NEW ORLEANS, LA–Six months of antiplatelet therapy is equivalent to the 12-month regimen that guidelines currently recommend for patients with drug-eluting stents, according to data from the EXCELLENT study presented at ACC.11, the American College of Cardiology’s 60th Annual Scientific Session. These results provide the first evidence from a randomized controlled trial in support of a shorter duration of treatment.

Data suggest drug-eluting stents—while outperforming bare metal stents—have a slightly higher risk of late stent thrombosis, with the most important risk factor being stopping dual antiplatelet therapy (DAT) (clopidogrel and aspirin) too soon. However, long durations of dual antiplatelet therapy can increase the risk of bleeding.

“The recommended duration of dual antiplatelet therapy was 3 to 6 months in the early introduction period of drug-eluting stents,” said Hyeon-Cheol Gwon, MD, PhD, Samsung Medical Center, Sungkyunkwan University School of Medicine, Seoul, South Korea. “Current ACC/American Heart Association guidelines recommend 12 months or longer without solid scientific evidence,” he said in explaining the rationale for the investigation. In addition, prolonged duration of clopidogrel (Plavix) therapy in addition to aspirin may be associated with greater cost and high bleeding risk.

In the EXCELLENT study, 1,443 patients from 19 centers were randomly assigned to 6 or 12 months of DAT following implantation with a stent that released either everolimus or sirolimus. The hypothesis going into the study was that 6 months of therapy is noninferior to 12 months in terms of target vessel failure at 12 months.
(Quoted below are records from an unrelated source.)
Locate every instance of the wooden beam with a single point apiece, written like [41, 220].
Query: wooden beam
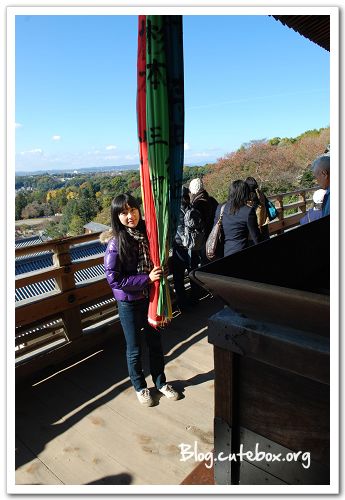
[56, 304]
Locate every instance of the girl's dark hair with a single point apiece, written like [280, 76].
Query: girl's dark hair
[253, 185]
[238, 195]
[126, 245]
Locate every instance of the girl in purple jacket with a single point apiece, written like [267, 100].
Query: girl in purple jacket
[130, 271]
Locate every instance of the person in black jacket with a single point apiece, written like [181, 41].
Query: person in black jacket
[180, 255]
[239, 219]
[207, 206]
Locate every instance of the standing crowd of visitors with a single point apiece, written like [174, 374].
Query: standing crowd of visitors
[130, 271]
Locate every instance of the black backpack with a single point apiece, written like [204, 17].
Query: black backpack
[194, 229]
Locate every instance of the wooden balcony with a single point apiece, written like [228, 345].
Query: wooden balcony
[77, 418]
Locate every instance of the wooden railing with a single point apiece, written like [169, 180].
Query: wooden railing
[73, 317]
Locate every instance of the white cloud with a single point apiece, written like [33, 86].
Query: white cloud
[112, 157]
[36, 151]
[132, 157]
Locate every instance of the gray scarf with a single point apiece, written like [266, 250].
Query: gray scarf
[145, 264]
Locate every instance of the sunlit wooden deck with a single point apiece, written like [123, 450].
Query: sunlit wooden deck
[83, 424]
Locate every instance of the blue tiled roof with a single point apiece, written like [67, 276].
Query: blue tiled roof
[26, 242]
[45, 259]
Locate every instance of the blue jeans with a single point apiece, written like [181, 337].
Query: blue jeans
[133, 317]
[181, 262]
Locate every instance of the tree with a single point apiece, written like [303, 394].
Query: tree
[53, 230]
[20, 203]
[76, 226]
[32, 210]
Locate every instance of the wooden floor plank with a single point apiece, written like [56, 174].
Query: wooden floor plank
[84, 423]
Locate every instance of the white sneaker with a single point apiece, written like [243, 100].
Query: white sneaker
[144, 397]
[169, 392]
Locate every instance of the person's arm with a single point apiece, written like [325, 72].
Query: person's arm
[253, 227]
[217, 214]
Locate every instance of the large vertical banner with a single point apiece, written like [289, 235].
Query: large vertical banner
[160, 112]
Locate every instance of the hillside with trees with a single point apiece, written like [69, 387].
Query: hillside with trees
[279, 165]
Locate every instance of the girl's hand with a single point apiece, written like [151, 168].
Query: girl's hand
[156, 274]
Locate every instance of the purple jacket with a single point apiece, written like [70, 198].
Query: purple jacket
[126, 284]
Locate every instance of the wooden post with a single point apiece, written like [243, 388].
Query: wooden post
[279, 199]
[66, 283]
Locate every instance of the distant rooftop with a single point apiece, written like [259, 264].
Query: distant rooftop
[95, 227]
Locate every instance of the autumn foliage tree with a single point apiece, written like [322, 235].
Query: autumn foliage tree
[279, 165]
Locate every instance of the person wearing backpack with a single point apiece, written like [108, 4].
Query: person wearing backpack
[180, 254]
[239, 222]
[259, 201]
[206, 206]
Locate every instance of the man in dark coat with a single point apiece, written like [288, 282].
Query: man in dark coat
[207, 206]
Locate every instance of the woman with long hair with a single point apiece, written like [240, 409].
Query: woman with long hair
[129, 272]
[239, 223]
[258, 201]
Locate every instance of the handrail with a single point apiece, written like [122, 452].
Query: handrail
[76, 306]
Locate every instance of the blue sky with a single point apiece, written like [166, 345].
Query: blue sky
[246, 78]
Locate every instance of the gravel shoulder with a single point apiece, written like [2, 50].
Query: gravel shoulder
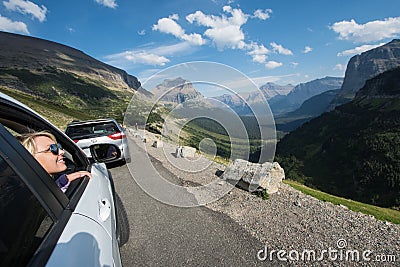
[292, 221]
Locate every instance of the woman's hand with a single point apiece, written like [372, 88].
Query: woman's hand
[77, 175]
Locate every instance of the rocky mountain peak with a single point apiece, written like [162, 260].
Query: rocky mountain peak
[38, 55]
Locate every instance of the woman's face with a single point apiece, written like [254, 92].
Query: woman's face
[50, 162]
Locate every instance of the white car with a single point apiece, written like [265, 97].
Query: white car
[42, 226]
[101, 131]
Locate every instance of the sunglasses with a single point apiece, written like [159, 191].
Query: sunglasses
[53, 148]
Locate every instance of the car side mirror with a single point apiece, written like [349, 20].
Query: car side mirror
[105, 152]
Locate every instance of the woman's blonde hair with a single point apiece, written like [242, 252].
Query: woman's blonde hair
[28, 139]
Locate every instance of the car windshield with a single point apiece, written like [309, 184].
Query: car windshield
[91, 130]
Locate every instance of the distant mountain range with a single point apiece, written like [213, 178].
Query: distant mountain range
[63, 77]
[365, 66]
[302, 92]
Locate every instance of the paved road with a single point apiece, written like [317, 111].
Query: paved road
[164, 235]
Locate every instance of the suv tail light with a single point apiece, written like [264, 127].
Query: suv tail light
[117, 136]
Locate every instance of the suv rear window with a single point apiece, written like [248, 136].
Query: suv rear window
[91, 130]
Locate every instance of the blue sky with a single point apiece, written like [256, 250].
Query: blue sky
[269, 41]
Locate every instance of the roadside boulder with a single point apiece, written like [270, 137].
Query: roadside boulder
[252, 176]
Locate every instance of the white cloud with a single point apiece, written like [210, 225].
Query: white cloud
[280, 49]
[262, 14]
[225, 32]
[307, 49]
[136, 57]
[358, 50]
[369, 32]
[27, 7]
[170, 26]
[273, 64]
[107, 3]
[12, 26]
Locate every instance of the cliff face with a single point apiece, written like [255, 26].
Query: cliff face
[366, 66]
[34, 54]
[354, 150]
[65, 78]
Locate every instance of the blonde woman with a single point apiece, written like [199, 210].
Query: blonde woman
[45, 149]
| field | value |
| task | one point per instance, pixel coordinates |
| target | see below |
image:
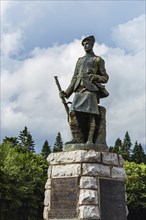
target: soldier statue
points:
(86, 117)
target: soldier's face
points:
(88, 46)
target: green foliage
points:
(23, 176)
(117, 147)
(46, 149)
(125, 149)
(136, 184)
(12, 140)
(25, 140)
(58, 143)
(138, 155)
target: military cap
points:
(90, 38)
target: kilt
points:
(85, 102)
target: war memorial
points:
(85, 181)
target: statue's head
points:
(88, 43)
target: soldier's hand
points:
(62, 94)
(93, 77)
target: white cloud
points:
(130, 36)
(30, 96)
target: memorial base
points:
(84, 185)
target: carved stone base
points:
(96, 147)
(83, 184)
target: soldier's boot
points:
(92, 126)
(101, 134)
(77, 136)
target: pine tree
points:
(25, 140)
(46, 149)
(58, 143)
(138, 155)
(126, 147)
(12, 140)
(117, 147)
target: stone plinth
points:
(82, 184)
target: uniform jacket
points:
(86, 65)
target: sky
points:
(42, 39)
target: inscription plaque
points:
(64, 198)
(112, 199)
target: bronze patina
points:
(86, 117)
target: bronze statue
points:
(86, 117)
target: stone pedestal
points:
(84, 185)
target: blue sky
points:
(41, 39)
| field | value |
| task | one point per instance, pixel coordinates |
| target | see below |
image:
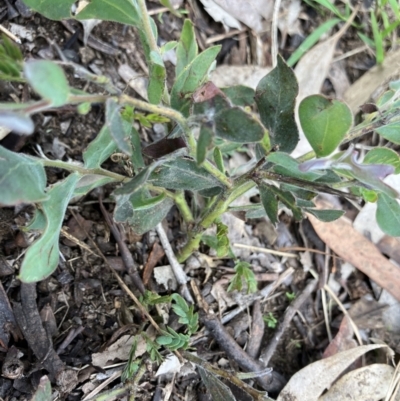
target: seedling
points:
(204, 125)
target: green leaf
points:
(183, 174)
(383, 156)
(192, 76)
(288, 200)
(236, 125)
(243, 275)
(391, 132)
(287, 165)
(156, 78)
(120, 129)
(275, 97)
(51, 9)
(100, 149)
(269, 202)
(22, 179)
(187, 49)
(137, 157)
(388, 215)
(141, 211)
(240, 95)
(219, 159)
(48, 80)
(41, 258)
(204, 141)
(122, 11)
(43, 391)
(325, 123)
(326, 215)
(19, 123)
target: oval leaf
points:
(42, 256)
(275, 97)
(388, 215)
(48, 80)
(383, 156)
(325, 123)
(22, 179)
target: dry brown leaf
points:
(309, 383)
(368, 383)
(342, 341)
(373, 80)
(119, 350)
(313, 67)
(354, 248)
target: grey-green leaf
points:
(19, 123)
(275, 97)
(100, 149)
(391, 132)
(122, 11)
(22, 179)
(48, 80)
(326, 215)
(325, 123)
(183, 174)
(388, 215)
(269, 201)
(41, 258)
(187, 48)
(204, 141)
(141, 211)
(240, 95)
(192, 76)
(119, 129)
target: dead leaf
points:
(218, 14)
(377, 77)
(354, 248)
(309, 383)
(368, 383)
(313, 67)
(343, 340)
(119, 350)
(253, 13)
(230, 75)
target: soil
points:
(83, 310)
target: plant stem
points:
(180, 201)
(216, 210)
(147, 26)
(82, 170)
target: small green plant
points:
(244, 277)
(270, 320)
(290, 296)
(204, 124)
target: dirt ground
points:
(82, 309)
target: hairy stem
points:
(82, 170)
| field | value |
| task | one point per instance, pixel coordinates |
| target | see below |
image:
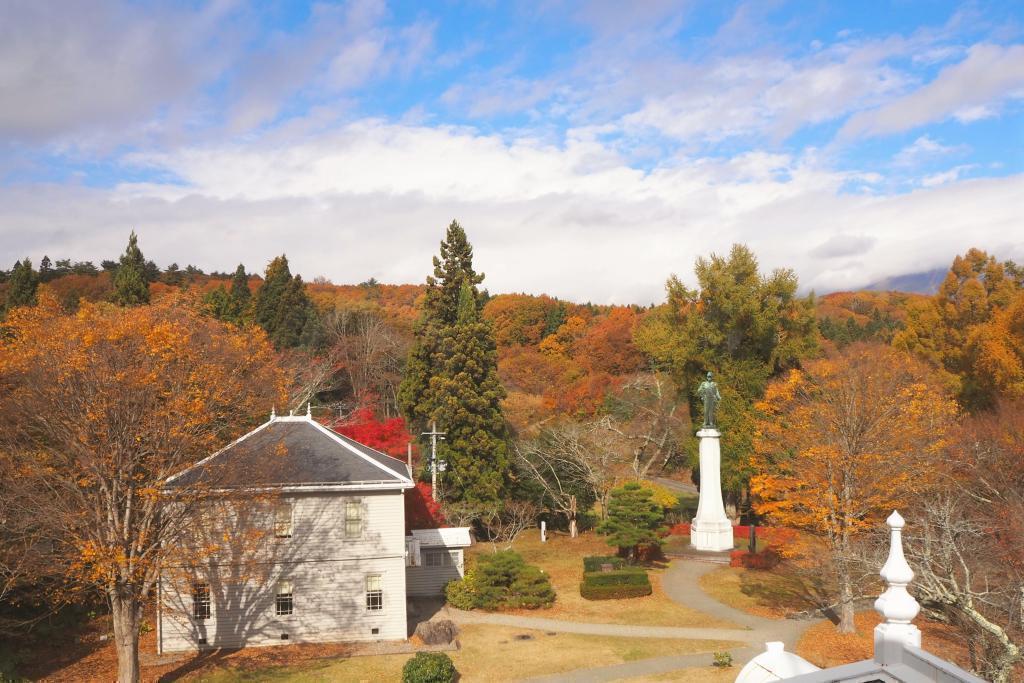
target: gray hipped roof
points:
(295, 452)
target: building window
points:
(283, 520)
(375, 592)
(353, 519)
(283, 603)
(201, 601)
(438, 558)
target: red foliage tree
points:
(422, 511)
(388, 436)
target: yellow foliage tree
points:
(842, 442)
(100, 408)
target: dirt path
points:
(682, 584)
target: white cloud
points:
(80, 67)
(926, 148)
(944, 177)
(967, 90)
(373, 199)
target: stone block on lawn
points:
(440, 632)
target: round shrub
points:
(428, 668)
(462, 593)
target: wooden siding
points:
(430, 581)
(326, 568)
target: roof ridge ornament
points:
(896, 604)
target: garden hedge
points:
(612, 592)
(594, 563)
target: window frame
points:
(279, 522)
(356, 505)
(374, 596)
(284, 600)
(202, 602)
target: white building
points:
(320, 555)
(898, 656)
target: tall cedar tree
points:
(22, 286)
(283, 308)
(452, 376)
(240, 295)
(745, 327)
(634, 519)
(131, 287)
(232, 305)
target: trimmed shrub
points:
(501, 580)
(530, 590)
(613, 592)
(429, 668)
(462, 593)
(594, 563)
(630, 577)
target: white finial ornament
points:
(896, 605)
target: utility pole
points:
(434, 435)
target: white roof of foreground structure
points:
(774, 665)
(456, 537)
(898, 657)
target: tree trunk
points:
(846, 624)
(126, 613)
(573, 530)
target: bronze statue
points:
(709, 392)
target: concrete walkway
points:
(682, 584)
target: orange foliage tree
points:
(100, 408)
(974, 292)
(842, 442)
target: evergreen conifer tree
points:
(440, 305)
(283, 307)
(634, 519)
(131, 287)
(240, 295)
(452, 377)
(22, 286)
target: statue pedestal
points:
(712, 529)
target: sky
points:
(588, 148)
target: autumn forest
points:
(836, 410)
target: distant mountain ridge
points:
(926, 282)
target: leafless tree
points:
(573, 462)
(649, 420)
(967, 546)
(504, 522)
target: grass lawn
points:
(773, 594)
(691, 675)
(561, 558)
(491, 653)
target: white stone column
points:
(712, 529)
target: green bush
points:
(501, 580)
(428, 668)
(462, 593)
(530, 590)
(617, 578)
(594, 563)
(723, 659)
(612, 592)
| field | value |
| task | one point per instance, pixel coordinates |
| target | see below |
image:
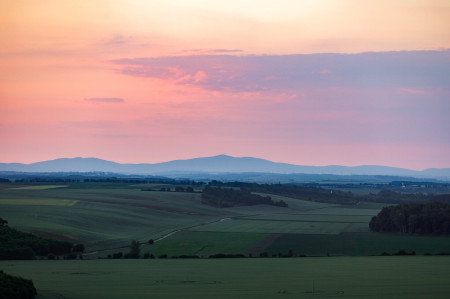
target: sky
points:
(313, 82)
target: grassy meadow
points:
(106, 217)
(343, 255)
(333, 277)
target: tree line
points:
(17, 245)
(228, 197)
(430, 218)
(13, 287)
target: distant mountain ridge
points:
(215, 164)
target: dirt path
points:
(263, 244)
(158, 239)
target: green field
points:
(107, 216)
(334, 277)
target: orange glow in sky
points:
(151, 81)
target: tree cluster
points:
(13, 287)
(431, 218)
(305, 193)
(227, 197)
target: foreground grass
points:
(334, 277)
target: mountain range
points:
(215, 164)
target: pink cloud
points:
(104, 100)
(411, 91)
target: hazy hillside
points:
(216, 164)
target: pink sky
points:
(152, 81)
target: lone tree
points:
(3, 222)
(135, 249)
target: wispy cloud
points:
(413, 69)
(208, 51)
(104, 100)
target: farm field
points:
(333, 277)
(106, 217)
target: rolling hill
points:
(215, 164)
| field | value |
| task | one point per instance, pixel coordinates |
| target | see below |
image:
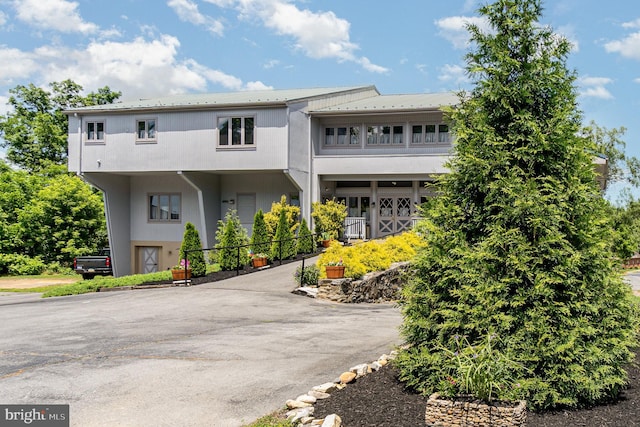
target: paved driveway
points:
(220, 354)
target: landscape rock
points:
(347, 377)
(325, 388)
(294, 404)
(306, 398)
(332, 420)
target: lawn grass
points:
(276, 419)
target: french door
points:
(394, 214)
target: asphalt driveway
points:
(220, 354)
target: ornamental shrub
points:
(272, 217)
(192, 246)
(328, 219)
(283, 245)
(260, 242)
(305, 239)
(518, 240)
(231, 236)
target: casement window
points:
(385, 135)
(236, 131)
(164, 207)
(430, 134)
(146, 130)
(95, 132)
(342, 136)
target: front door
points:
(148, 258)
(394, 215)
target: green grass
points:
(276, 419)
(87, 286)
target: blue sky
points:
(150, 48)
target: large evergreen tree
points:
(518, 241)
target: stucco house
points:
(162, 162)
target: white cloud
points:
(454, 29)
(188, 11)
(16, 65)
(59, 15)
(629, 47)
(138, 68)
(594, 87)
(632, 24)
(453, 74)
(319, 35)
(270, 64)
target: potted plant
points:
(258, 260)
(181, 271)
(334, 270)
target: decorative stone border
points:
(301, 409)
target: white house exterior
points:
(163, 162)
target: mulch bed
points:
(380, 400)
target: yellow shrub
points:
(374, 255)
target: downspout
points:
(203, 223)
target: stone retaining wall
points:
(380, 286)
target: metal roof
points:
(384, 103)
(228, 99)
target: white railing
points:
(355, 227)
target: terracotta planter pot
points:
(258, 262)
(335, 271)
(470, 412)
(178, 274)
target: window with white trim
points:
(164, 207)
(430, 134)
(385, 135)
(342, 136)
(236, 131)
(146, 130)
(95, 131)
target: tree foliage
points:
(260, 242)
(62, 220)
(231, 235)
(305, 239)
(283, 245)
(192, 246)
(519, 237)
(35, 131)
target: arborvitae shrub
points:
(283, 245)
(518, 240)
(191, 243)
(230, 235)
(305, 239)
(260, 242)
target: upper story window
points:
(385, 135)
(146, 130)
(342, 136)
(236, 131)
(95, 131)
(164, 207)
(430, 134)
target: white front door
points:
(148, 258)
(394, 214)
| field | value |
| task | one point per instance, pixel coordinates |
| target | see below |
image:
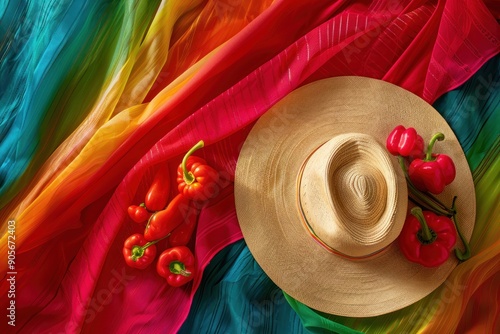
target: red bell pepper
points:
(434, 172)
(427, 238)
(163, 222)
(195, 178)
(176, 265)
(405, 142)
(138, 213)
(138, 252)
(181, 235)
(157, 196)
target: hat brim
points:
(266, 196)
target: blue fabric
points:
(236, 296)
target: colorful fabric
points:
(95, 96)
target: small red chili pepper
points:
(181, 235)
(138, 213)
(176, 265)
(138, 252)
(434, 172)
(405, 142)
(195, 178)
(157, 196)
(163, 222)
(427, 238)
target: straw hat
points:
(320, 201)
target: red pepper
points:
(176, 265)
(434, 172)
(181, 235)
(157, 196)
(427, 238)
(163, 222)
(405, 142)
(138, 213)
(138, 252)
(195, 178)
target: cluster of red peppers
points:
(173, 221)
(429, 236)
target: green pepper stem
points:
(178, 268)
(425, 231)
(138, 251)
(188, 176)
(428, 154)
(425, 199)
(462, 256)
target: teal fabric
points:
(236, 296)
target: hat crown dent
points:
(348, 195)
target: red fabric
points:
(419, 46)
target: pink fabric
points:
(418, 46)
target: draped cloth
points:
(102, 94)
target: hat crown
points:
(348, 195)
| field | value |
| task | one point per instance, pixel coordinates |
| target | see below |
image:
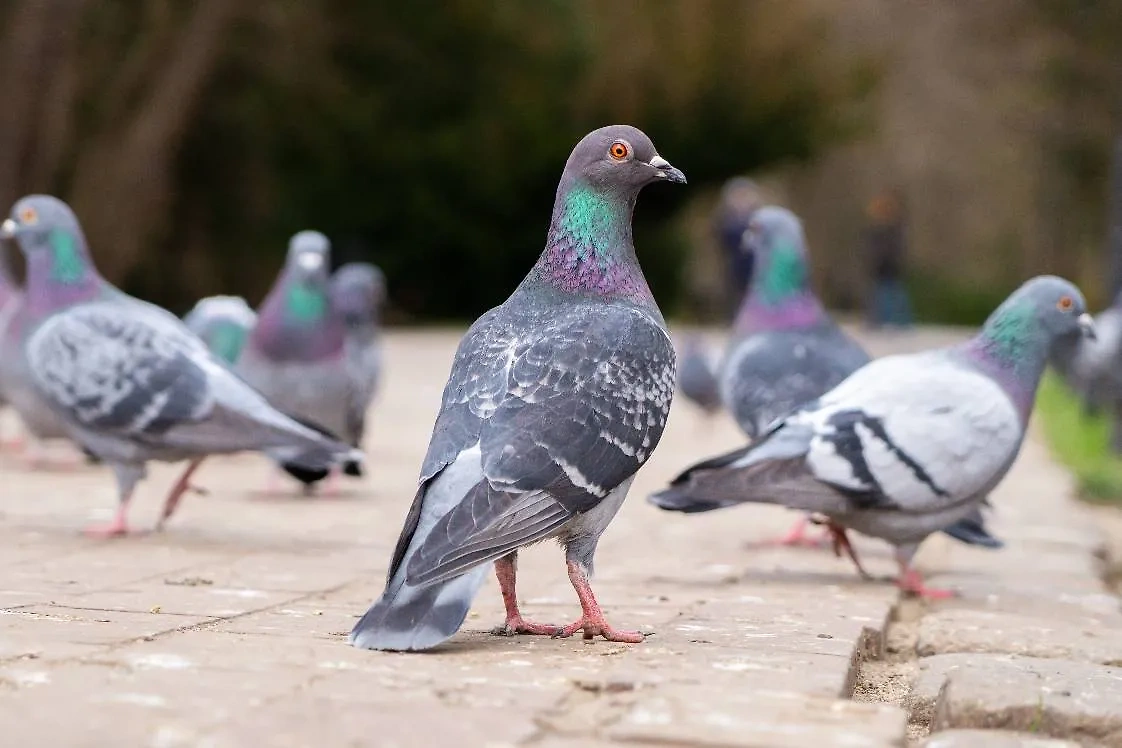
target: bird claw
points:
(595, 628)
(516, 626)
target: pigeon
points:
(555, 398)
(784, 349)
(223, 323)
(696, 377)
(908, 444)
(296, 354)
(128, 379)
(17, 385)
(1093, 369)
(358, 291)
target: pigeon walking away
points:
(908, 445)
(223, 323)
(784, 349)
(295, 354)
(358, 291)
(129, 380)
(555, 399)
(17, 384)
(696, 376)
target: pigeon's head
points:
(309, 254)
(1046, 308)
(619, 158)
(357, 292)
(42, 222)
(774, 237)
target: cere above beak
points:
(667, 171)
(1087, 326)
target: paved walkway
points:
(229, 629)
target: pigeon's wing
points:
(771, 374)
(586, 402)
(913, 433)
(117, 368)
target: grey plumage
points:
(908, 445)
(128, 379)
(554, 399)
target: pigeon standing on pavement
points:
(296, 353)
(784, 349)
(557, 397)
(358, 291)
(223, 323)
(129, 380)
(907, 445)
(696, 376)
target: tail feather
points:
(410, 618)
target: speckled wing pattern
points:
(912, 433)
(769, 375)
(120, 370)
(563, 408)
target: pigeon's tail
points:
(760, 473)
(972, 531)
(411, 618)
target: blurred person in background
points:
(885, 247)
(739, 197)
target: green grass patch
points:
(1079, 441)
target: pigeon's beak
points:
(310, 261)
(665, 171)
(1087, 326)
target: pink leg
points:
(798, 536)
(910, 581)
(505, 570)
(181, 487)
(842, 543)
(592, 621)
(118, 527)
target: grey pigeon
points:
(557, 397)
(223, 323)
(1093, 369)
(130, 381)
(296, 353)
(908, 445)
(358, 292)
(784, 349)
(696, 376)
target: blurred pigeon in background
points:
(555, 399)
(296, 353)
(908, 445)
(1093, 369)
(223, 323)
(697, 377)
(358, 292)
(130, 381)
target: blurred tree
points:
(194, 137)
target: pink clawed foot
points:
(505, 571)
(591, 621)
(596, 626)
(911, 582)
(518, 625)
(798, 536)
(118, 527)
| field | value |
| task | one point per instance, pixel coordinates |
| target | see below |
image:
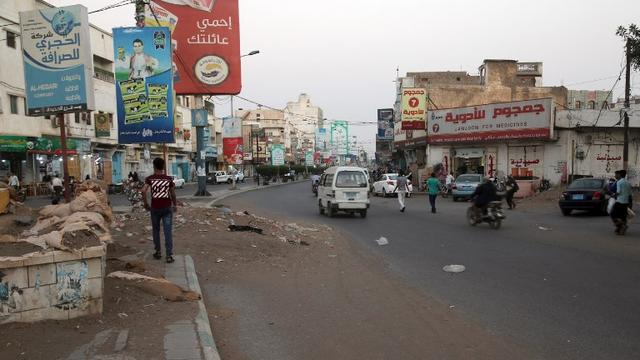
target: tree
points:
(632, 35)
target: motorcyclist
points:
(484, 194)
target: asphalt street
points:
(561, 287)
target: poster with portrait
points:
(144, 88)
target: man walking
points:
(401, 188)
(433, 188)
(163, 205)
(623, 200)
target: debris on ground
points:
(454, 268)
(156, 286)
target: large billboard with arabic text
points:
(530, 119)
(206, 42)
(58, 65)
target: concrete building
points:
(498, 81)
(29, 146)
(302, 119)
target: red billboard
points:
(206, 41)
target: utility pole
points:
(627, 94)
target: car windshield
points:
(351, 179)
(586, 184)
(468, 178)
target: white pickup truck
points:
(219, 177)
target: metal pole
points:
(627, 93)
(65, 165)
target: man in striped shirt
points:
(163, 205)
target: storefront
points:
(493, 140)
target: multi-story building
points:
(30, 146)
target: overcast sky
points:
(344, 53)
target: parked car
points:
(584, 194)
(219, 177)
(464, 186)
(343, 188)
(387, 184)
(178, 182)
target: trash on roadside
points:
(248, 228)
(382, 241)
(454, 268)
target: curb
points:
(242, 191)
(207, 343)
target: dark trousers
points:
(432, 202)
(166, 215)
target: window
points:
(13, 103)
(11, 39)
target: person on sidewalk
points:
(163, 205)
(401, 188)
(623, 198)
(512, 189)
(433, 188)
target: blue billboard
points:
(144, 85)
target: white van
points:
(343, 188)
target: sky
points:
(344, 53)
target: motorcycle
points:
(491, 214)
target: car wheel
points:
(330, 211)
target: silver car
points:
(465, 186)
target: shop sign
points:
(414, 108)
(103, 127)
(529, 119)
(144, 88)
(205, 38)
(385, 124)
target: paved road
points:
(562, 287)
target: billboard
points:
(144, 91)
(206, 43)
(529, 119)
(340, 137)
(385, 124)
(414, 108)
(102, 124)
(58, 64)
(232, 143)
(277, 154)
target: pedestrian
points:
(163, 206)
(512, 189)
(13, 181)
(401, 188)
(623, 199)
(433, 188)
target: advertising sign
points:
(58, 64)
(277, 154)
(385, 124)
(340, 137)
(103, 127)
(199, 117)
(232, 143)
(206, 42)
(529, 119)
(144, 91)
(414, 108)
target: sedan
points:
(178, 182)
(387, 184)
(584, 194)
(465, 185)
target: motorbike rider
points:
(484, 194)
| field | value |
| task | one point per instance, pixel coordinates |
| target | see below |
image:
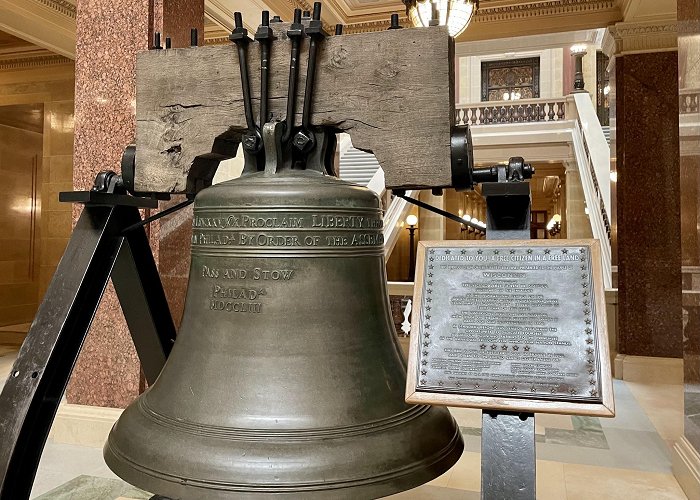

The 12-month data are available for 1,428 patients; results of the stent trial were previously presented at the Transvascular Cardiovascular Therapeutics conference in 2010. This is the first presentation of findings that compare 6-month and 12-month DAT. Patients will be followed for at least 2 more years.

Patients were included in the study if they had >50% stenosis by visual estimation; evidence of myocardial ischemia (eg, stable angina, unstable angina, recent infarction, silent ischemia), and a positive functional study or reversible changes in the ECG that corresponded with ischemia. The target lesion was to be located in a native coronary artery; there were no limitations on lesion length or multiple stenting.Baseline characteristics were similar between the two groups. Median age was approximately 63 years and >60% of patients were male.

Target vessel failure, defined as cardiac death, myocardial infarction (MI), and target vessel revascularization, occurred in 34 of 716 patients (4.7%) in the 6-month group and 31 of 712 patients (4.4%) in the 12-month group (HR=1.17 [0.73–1.89]). For this primary end point, the 6-month group was noninferior to the 12-month group, with a prespecified noninferiority margin of 40% (P=0.0031). A subgroup analysis found that for patients with diabetes, relative risk favored treatment with 12 months of therapy (HR=3.15) compared with 6 months of therapy in those without diabetes (HR=0.42; P<0.001 for the interaction).

For the safety endpoint—a composite of death, MI, cerebrovascular accident, stent thrombosis, and a type of major bleeding—results were 24 (3.4%) in the 6-month group and 22 (3.1%) in the 12-month group (HR=1.13 [0.64–1.99]). Major adverse cerebrovascular and CV events for these groups were 54 (7.5%) and 60 (8.4%), respectively. A subgroup analysis by stent type showed even numbers by outcome for the everolimus stent at 6 and 12 months, but the study was underpowered to compare the two regimens reliably for death, MI, and stent thrombosis.

“Our results may be very reassuring for many physicians who may need to discontinue clopidogrel before the routinely recommended 12-month duration for various reasons,” Gwon said. “However, we need to remember that this study was underpowered to test the noninferiority of the shorter duration for hard endpoints. A larger-scale randomized controlled trial is needed.”